D66 bracht wat ons betreft terecht in dat 30 weekenden verhuur voor buren echt overlast kan geven (“je zal er maar naast wonen”), en er een risico is dat verhuur toch een businesscase wordt. Dat laatste werd ook door Hart voor Delft onderstreept. De PvdA gaf aan het belangrijk te vinden het nieuwe beleid eerst voorzichtig in te steken, en daarom maximaal 30 dagen aan te willen houden. Andere fracties gingen hier niet in mee, al twijfelde CU die niet wil dat een woning een verdienmodel wordt en benadrukten SP en CDA dat er een evaluatie of een termijn van 60 dagen niet teveel is moet plaatsvinden. Wethouder Vollebregt gaf aan in zo’n evaluatie mee te gaan; wel vond hij aan dat dit niet te vroeg moest – vanwege corona. Na evaluatie zou – als nodig – besloten kunnen worden tot verdere aanscherping van het beleid.

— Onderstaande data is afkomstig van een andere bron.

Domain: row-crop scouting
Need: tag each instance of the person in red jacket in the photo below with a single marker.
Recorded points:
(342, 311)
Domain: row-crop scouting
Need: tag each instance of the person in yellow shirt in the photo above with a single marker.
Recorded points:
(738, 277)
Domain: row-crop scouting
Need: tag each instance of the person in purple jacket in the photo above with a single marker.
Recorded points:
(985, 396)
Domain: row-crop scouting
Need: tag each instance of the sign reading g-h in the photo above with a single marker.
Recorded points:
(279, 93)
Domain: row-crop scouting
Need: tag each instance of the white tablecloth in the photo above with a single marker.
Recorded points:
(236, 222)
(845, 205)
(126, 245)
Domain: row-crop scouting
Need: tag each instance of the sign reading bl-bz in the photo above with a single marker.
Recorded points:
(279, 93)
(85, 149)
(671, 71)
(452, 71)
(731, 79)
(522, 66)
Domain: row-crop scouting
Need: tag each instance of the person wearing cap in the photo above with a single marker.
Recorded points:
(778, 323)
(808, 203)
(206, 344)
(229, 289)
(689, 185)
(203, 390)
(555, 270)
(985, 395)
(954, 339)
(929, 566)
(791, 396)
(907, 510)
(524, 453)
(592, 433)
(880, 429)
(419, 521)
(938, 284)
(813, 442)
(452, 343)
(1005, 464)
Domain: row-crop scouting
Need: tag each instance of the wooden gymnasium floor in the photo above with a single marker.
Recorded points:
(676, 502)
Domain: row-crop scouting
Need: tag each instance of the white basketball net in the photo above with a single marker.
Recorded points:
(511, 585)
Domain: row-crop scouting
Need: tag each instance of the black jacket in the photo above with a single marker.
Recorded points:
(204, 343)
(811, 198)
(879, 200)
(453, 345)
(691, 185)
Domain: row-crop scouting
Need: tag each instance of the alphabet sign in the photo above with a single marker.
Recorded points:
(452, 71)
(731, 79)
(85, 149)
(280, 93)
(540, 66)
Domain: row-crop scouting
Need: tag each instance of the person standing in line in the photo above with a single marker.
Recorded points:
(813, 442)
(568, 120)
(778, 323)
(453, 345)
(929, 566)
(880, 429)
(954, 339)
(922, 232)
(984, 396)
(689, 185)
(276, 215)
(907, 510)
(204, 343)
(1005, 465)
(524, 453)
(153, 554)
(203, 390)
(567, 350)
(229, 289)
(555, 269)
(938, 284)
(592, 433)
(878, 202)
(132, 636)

Voor BBN is het belangrijk dat er nieuw beleid komt voor de verhuur van hele woningen, maar vinden we het teleurstellend dat direct al 60 ipv 30 dagen vakantieverhuur wordt toegestaan. Dan wordt het verhuren een verdienmodel, met risico op ontduikingsconstructies van de verplichting dat er iemand woont op het adres. En de gemiddelde Delftenaar is echt niet langer dan 30 dagen per jaar op vakantie. De discussie in de raad leert verder weer hoe belangrijk het is bij overlast dit altijd ook bij de gemeente te melden, naast de overlastgever of de eigenaar er op aan te spreken.